Sansovino was much esteemed by Princes, among whom Alessandro de' Medici, Duke of Florence, sought his judgment in building the Citadel of that city. And Duke Cosimo in the year 1540, Sansovino having gone on his affairs to his native city, not only sought his counsel in the matter of that fortress, but also strove to engage him in his service, offering him a good salary; and on his return from Florence Duke Ercole of Ferrara detained him about his person and proposed various conditions to him, making every effort to keep him in Ferrara. But he, being used to Venice, and finding himself comfortable in that city, where he had lived a great part of his life, and having a singular love for the Procurators, by whom he was so much honoured, would never listen to any of them. He was also invited by Pope Paul III, who wished to advance him to the charge of S. Pietro in the place of Antonio da San Gallo, and with this Monsignor della Casa, who was then Legate in Venice, occupied himself much; but all was in vain, because he said that he was not minded to exchange the manner of life of a republic for that of living under an absolute Prince. And King Philip of Spain, on his way to Germany, showed him much kindness at Peschiera, whither Jacopo had gone to see him.

He had an immoderate desire of glory, and by reason of that used to spend his own substance on others (not without notable harm to his descendants), in the hope that there might remain some memory of him. Good judges say that although he had to yield to Michelagnolo, yet in certain things he was his superior. Thus in the fashioning of draperies, in children, and in the expressions of women, Jacopo had no equal, for the reason that his draperies in marble were very delicate and well executed, with beautiful folds and curves that revealed the nude beneath the vestments; his children he made tender and soft, without those muscles that adults have, and with their little arms and legs as if of flesh, insomuch that they were in no way different from the life; and the expressions of his women were sweet and pleasing, and as gracious as could be, as is clearly seen from various Madonnas made by him in many places, of marble and in low-relief, and from his statues of Venus and other figures.

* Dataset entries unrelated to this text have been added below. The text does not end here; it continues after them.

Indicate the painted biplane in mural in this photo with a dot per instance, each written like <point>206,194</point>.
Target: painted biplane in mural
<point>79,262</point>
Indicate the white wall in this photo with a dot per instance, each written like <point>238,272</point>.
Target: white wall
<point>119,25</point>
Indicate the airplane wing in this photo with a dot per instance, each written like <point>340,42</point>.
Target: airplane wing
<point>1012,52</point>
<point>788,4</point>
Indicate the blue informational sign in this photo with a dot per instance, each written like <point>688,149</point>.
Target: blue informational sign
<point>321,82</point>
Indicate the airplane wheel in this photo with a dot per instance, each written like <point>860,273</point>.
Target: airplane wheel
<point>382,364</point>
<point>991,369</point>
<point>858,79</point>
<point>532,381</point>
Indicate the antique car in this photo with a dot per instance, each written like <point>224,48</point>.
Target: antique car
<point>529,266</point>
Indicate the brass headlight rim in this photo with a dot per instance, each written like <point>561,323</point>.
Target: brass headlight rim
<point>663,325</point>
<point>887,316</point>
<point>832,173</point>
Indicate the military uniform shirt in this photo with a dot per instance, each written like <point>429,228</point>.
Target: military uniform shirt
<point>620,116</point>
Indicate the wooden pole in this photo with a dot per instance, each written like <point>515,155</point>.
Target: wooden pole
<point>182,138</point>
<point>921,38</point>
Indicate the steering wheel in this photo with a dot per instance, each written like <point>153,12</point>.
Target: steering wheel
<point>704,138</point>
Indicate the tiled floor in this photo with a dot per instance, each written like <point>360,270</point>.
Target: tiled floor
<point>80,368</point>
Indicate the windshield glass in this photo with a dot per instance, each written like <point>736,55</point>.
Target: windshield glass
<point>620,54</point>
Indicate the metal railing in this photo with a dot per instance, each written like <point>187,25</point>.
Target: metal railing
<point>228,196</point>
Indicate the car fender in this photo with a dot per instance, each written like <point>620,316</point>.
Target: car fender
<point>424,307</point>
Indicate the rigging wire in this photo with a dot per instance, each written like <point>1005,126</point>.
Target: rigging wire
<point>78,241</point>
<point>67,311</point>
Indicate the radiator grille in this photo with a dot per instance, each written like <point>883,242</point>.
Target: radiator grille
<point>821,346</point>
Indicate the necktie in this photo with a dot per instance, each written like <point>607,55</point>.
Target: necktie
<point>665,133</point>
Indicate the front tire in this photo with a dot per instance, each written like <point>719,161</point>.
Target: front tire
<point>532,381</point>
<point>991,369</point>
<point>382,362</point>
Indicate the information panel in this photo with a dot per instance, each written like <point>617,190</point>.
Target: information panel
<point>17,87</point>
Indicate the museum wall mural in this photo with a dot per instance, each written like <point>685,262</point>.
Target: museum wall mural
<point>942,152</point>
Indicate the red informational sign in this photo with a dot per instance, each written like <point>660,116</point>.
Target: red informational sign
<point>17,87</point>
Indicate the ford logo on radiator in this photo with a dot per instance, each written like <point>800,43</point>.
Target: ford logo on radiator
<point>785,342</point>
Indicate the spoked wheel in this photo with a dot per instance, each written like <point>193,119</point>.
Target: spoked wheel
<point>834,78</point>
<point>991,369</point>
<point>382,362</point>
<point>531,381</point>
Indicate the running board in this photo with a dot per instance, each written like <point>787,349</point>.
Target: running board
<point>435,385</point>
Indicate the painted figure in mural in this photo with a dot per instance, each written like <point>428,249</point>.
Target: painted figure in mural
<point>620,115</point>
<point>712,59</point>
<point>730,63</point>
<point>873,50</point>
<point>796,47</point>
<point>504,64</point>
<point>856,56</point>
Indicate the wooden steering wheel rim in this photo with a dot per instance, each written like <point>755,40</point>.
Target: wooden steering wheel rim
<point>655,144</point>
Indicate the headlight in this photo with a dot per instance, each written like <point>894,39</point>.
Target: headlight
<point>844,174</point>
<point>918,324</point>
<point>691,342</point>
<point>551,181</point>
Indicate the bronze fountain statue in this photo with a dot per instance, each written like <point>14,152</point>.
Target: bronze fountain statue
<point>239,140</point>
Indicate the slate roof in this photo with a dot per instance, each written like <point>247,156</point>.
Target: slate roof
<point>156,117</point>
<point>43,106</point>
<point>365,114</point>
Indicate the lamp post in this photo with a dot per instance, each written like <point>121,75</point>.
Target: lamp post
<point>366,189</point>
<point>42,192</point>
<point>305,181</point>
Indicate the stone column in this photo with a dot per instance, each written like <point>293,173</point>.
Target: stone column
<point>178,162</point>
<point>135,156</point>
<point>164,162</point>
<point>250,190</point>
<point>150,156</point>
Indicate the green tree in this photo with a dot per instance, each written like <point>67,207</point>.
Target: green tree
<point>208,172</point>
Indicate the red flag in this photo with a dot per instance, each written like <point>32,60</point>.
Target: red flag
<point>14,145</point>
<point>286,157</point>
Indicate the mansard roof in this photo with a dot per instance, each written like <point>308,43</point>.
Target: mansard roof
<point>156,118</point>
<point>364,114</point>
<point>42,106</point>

Now this man, having thus become celebrated in sculpture and in architecture a master without a rival, and having lived in the grace of mankind and also of God, who bestowed upon him the genius that made him illustrious, as has been related, when he had come to the age of ninety-three, feeling somewhat weary in body, took to his bed in order to rest; in which having lain without any kind of suffering, although he strove to rise and dress himself as if well, for a period of a month and a half, failing little by little, he asked for the Sacraments of the Church, which having received, while still hoping to live a few years, he sank gradually and died on the 2nd of November in the year 1570; and although in his old age he had run the whole course of nature, yet his death was a grief to all Venice. He left behind him his son Francesco, born at Rome in the year 1521, a man learned both in the law and in the humanities, from whom Jacopo saw three grandchildren born; a male child called, like his grandfather, Jacopo, and two female, one called Fiorenza, who died, to his infinite grief and sorrow, and the other Aurora. His body was borne with much honour to his chapel in S. Gimignano, where there was erected to his memory by his son the marble statue made by Jacopo himself while he was alive, with the epitaph given below in memory of his great worth:

JACOBO SANSOVINO FLORENTINO QUI ROMÆ JULIO II, LEONI X, CLEMENTI VII, PONT. MAX., MAXIME GRATUS, VENETIIS ARCHITECTURÆ SCULPTURÆQUE INTERMORTUUM DECUS PRIMUS EXCITAVIT, QUIQUE A SENATU OB EXIMIAM VIRTUTEM LIBERALITER HONESTATUS, SUMMO CIVITATIS MŒRORE DECESSIT, FRANCISCUS F. HOC MON. P. VIXIT ANN. XCIII. OB. V. CAL. DEC. MDLXX.

His obsequies were likewise celebrated publicly at the Frari by the Florentine colony, with no slight pomp, and the oration was delivered by Messer Camillo Buonpigli, an excellent man.